When searching for housing, the immediate impulse is to assess the price tag, period. Can I afford the mortgage/rent? But new research shows that housing affordability framed as such doesn’t tell the whole story.
It’s become increasingly important to factor the transportation costs of a neighborhood into cost analyses because even if a housing unit itself is cheap, any perceived savings may be lost in the spending associated with driving a car to commute, well, everywhere.
That’s why it’s important to pay attention not just to the marked price tag but also to “smart” locations, like those well served by public transit, dense rather than sprawling, and within walking distance of retail and professional businesses.
These factors aren’t simply desirable for those in pursuit of a cosmopolitan millennial lifestyle. Certainly walkable, mixed-use downtown models have risen to prominence of late in urban development, but the merits are fortified with numbers.

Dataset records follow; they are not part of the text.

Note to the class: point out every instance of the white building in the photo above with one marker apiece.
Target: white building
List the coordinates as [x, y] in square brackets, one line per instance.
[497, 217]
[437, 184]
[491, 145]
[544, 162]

Using the classical proxy for neighborhood affordability, where housing costs comprise 30 percent of household income, seven of 10 U.S. neighborhoods were considered affordable. But using a new, more comprehensive proxy, where housing and transportation costs collectively comprise 45 percent of household income, the number shrinks to two of five U.S. neighborhoods, according to the Housing + Transportation Affordability Index’s new report.
Again—only two out of five neighborhoods are truly affordable when accounting for transportation costs.
New urban development as well as pre-existing neighborhoods following the walkable, mixed-use model can work in large part because they cut down significantly on transportation costs. So although up-front price tags may be higher, it’s critical to account for the savings in transit.
Still, it’s also important to note that the data don’t just apply to upper-middle-class housing. In fact, Fannie Mae recently supported and published a study examining multi-family rental properties that came to staggeringly similar conclusions. Residents of neighborhoods with shorter commutes, more public transit, mixed-use zoning, greater walkability, proximity to parks and distance from freeways (as well as basic housing affordability) were less likely to incur default on payments than those in less “smart” areas.
It makes sense that transportation hasn’t always been presented as a major factor in affordability because expenses are disaggregated (car payments, gas, insurance) rather than housing, which comes with an easy-to-measure sticker price.
But in a world where fossil fuel dependency is an issue of heightened importance and economic inequality impels us to support sustainable urban development especially in the low-income ranges, it’s time to turn away from sprawl and deceptively expensive suburban housing.